Quando falamos do impacto transformacional das tecnologias digitais na vida das pessoas, pensamos imediatamente nos nativos digitais. Mas a verdade é que a mudança é transversal a todas as faixas etárias.
Os nativos digitais têm os seus próprios rituais de passagem, sendo o mais marcante o momento em que recebem o seu primeiro dispositivo digital de utilização pessoal, tipicamente na forma de um écran portátil que nasceu sendo um telefone e transformou-se numa coisa muito diferente. A partir desse momento, esses equipamentos acompanham-nos, com diferentes funções, até à nossa velhice.
De forma um tanto surpreendente, os mais velhos têm adotado massivamente as novas máquinas digitais. Utilizam-nas para ocupar o tempo com aplicações específicas de entretenimento, companhia, ginástica mental ou monitorização da saúde; e para manter uma ligação permanente à família, muitas vezes dispersa em localidades remotas.
Uma verdadeira panóplia de aplicações que fomentam o fitness digital da terceira idade e que são um banco de provas da ligação, através de sensores, do mundo biológico, mais frágil nesta altura da vida, à Internet. E também um laboratório para explorar as associações entre dados e emoção e comprovar que a vinculação emocional, ainda mais profunda nesta fase da vida, é a chave para captar e fidelizar clientes.
Mas, além das aplicações que endereçam as circunstâncias biológicas e sociais das pessoas de idade avançada, as plataformas digitais abrem novas perspetivas laborais a este coletivo, com base numas características teoricamente bem adaptadas às pessoas da terceira idade, entre as quais se destacam as seguintes: a divisão do trabalho em micro tarefas individuais de muito curta duração; uma modalidade de externalização que requer contratar um número muito elevado de pessoas para garantir permanentemente a resposta à procura; a alocação instantânea da prestação de um serviço aos trabalhadores disponíveis em cada momento; e a liberdade das pessoas para determinar o seu horário e disponibilidade para trabalhar.
Ou seja, as características do trabalhador do futuro, que são a autonomia, a flexibilidade e a “remoticidade”, encaixam surpreendentemente bem com os velhos. Infelizmente, muitas pessoas de idade avançada estão a ver-se obrigadas a entrar nesta nova economia não como opção mas como consequência do desemprego ou da degradação das pensões de reforma. Chama a atenção a quantidade cada vez maior de pessoas com cabelos brancos nas manifestações de reivindicações sociais, que são testemunhas de um mundo que já não existe e reivindicam o seu regresso impossível.

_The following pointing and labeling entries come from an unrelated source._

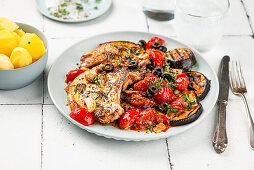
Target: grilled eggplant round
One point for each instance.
(191, 115)
(199, 83)
(181, 58)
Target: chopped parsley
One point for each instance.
(172, 109)
(96, 81)
(150, 127)
(119, 64)
(63, 5)
(79, 6)
(190, 69)
(187, 99)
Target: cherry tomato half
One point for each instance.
(136, 99)
(128, 118)
(165, 94)
(143, 85)
(73, 74)
(82, 116)
(147, 117)
(182, 82)
(158, 57)
(154, 39)
(178, 102)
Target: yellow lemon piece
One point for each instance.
(5, 62)
(8, 41)
(6, 24)
(33, 44)
(20, 57)
(20, 32)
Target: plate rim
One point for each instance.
(107, 7)
(142, 138)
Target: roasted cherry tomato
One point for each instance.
(165, 94)
(129, 117)
(182, 82)
(163, 119)
(154, 39)
(143, 85)
(82, 116)
(73, 74)
(136, 99)
(147, 118)
(158, 57)
(178, 102)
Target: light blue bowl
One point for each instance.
(17, 78)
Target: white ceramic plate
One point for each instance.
(103, 6)
(69, 58)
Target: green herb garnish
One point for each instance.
(187, 99)
(119, 64)
(96, 81)
(172, 109)
(79, 6)
(195, 65)
(150, 127)
(63, 5)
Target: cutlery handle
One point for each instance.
(220, 139)
(250, 120)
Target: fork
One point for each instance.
(238, 87)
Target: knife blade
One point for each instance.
(224, 79)
(220, 139)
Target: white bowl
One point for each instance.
(17, 78)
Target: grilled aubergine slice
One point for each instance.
(199, 83)
(189, 115)
(181, 58)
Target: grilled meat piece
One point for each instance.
(104, 88)
(181, 58)
(105, 91)
(116, 51)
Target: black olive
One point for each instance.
(163, 106)
(151, 64)
(153, 90)
(163, 49)
(132, 64)
(166, 76)
(146, 94)
(145, 107)
(167, 61)
(108, 67)
(135, 50)
(158, 70)
(156, 45)
(142, 43)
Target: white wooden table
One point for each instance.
(35, 136)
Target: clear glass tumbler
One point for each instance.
(162, 10)
(199, 23)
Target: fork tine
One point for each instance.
(230, 77)
(234, 77)
(238, 75)
(242, 77)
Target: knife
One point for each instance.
(220, 140)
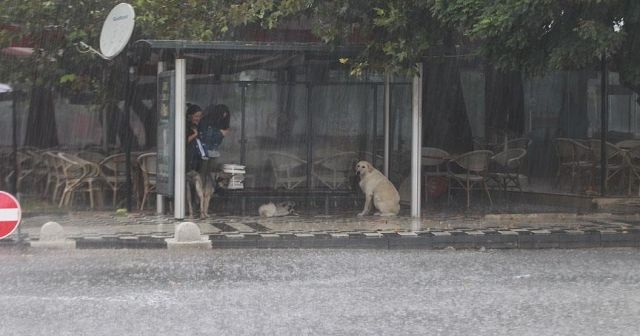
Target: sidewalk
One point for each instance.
(539, 230)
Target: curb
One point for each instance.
(391, 240)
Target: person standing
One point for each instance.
(193, 156)
(213, 128)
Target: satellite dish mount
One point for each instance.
(116, 32)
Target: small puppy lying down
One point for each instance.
(276, 209)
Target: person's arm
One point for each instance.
(193, 135)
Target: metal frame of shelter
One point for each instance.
(181, 50)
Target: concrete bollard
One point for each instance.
(52, 236)
(187, 235)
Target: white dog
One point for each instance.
(378, 190)
(276, 209)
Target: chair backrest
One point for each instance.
(522, 143)
(340, 161)
(147, 162)
(611, 150)
(571, 150)
(432, 157)
(474, 161)
(283, 161)
(511, 158)
(628, 144)
(114, 165)
(92, 156)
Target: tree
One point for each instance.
(537, 36)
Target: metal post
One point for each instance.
(127, 141)
(387, 120)
(243, 134)
(14, 142)
(180, 139)
(159, 197)
(604, 123)
(375, 125)
(309, 136)
(416, 143)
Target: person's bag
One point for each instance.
(202, 150)
(212, 139)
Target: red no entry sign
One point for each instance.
(10, 214)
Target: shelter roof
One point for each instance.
(215, 47)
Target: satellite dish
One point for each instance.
(117, 30)
(115, 34)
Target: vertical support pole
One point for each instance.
(310, 134)
(160, 198)
(416, 142)
(14, 143)
(604, 122)
(243, 134)
(374, 131)
(180, 139)
(127, 145)
(387, 120)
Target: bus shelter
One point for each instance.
(293, 102)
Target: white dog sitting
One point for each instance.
(378, 190)
(276, 209)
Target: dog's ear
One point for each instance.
(369, 167)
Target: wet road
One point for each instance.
(320, 292)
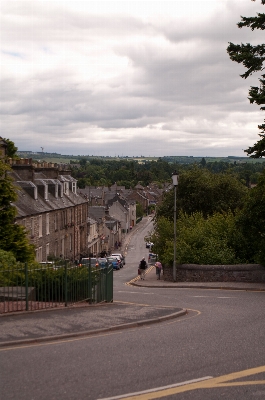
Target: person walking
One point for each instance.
(158, 266)
(142, 267)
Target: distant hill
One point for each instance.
(62, 158)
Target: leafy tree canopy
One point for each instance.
(200, 190)
(252, 57)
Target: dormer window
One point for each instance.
(74, 187)
(66, 188)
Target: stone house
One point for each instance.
(50, 209)
(124, 211)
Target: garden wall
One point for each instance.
(216, 273)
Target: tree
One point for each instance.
(13, 237)
(252, 222)
(252, 57)
(200, 190)
(11, 148)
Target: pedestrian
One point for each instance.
(158, 266)
(142, 267)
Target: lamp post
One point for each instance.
(175, 183)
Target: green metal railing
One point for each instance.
(27, 288)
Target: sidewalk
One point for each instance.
(69, 323)
(151, 281)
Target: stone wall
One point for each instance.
(216, 273)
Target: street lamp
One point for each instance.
(175, 183)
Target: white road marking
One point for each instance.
(157, 389)
(124, 291)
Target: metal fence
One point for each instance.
(28, 288)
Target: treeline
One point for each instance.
(128, 173)
(219, 219)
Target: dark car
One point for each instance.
(149, 245)
(120, 257)
(89, 261)
(103, 262)
(115, 262)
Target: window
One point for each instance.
(55, 221)
(71, 242)
(32, 227)
(66, 188)
(47, 224)
(40, 225)
(39, 254)
(74, 187)
(47, 250)
(62, 247)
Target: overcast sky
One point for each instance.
(126, 77)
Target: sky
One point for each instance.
(126, 78)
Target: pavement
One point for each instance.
(25, 328)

Há já algumas décadas chamava-me a atenção a quantidade de hospedeiras de terceira idade que encontrava nas companhias aéreas norte-americanas. Pensava eu que era uma anomalia que respondia à ganância dos anglo-saxónicos perante a minha inferência errada de que o sistema social europeu era no mundo a regra e não a exceção.
Este é um âmbito em que, mais uma vez, as tecnologias digitais levam-nos a flutuar entre o horror e a maravilha. Mas a realidade é que os bits cor de prata têm cada vez um peso maior na sociedade e na economia. E, na era dos robôs, a humanidade será um elemento de diferenciação e uma vantagem competitiva, o que poderá contribuir para recuperar a relevância das pessoas de mais idade, que são habitualmente também mais humanas.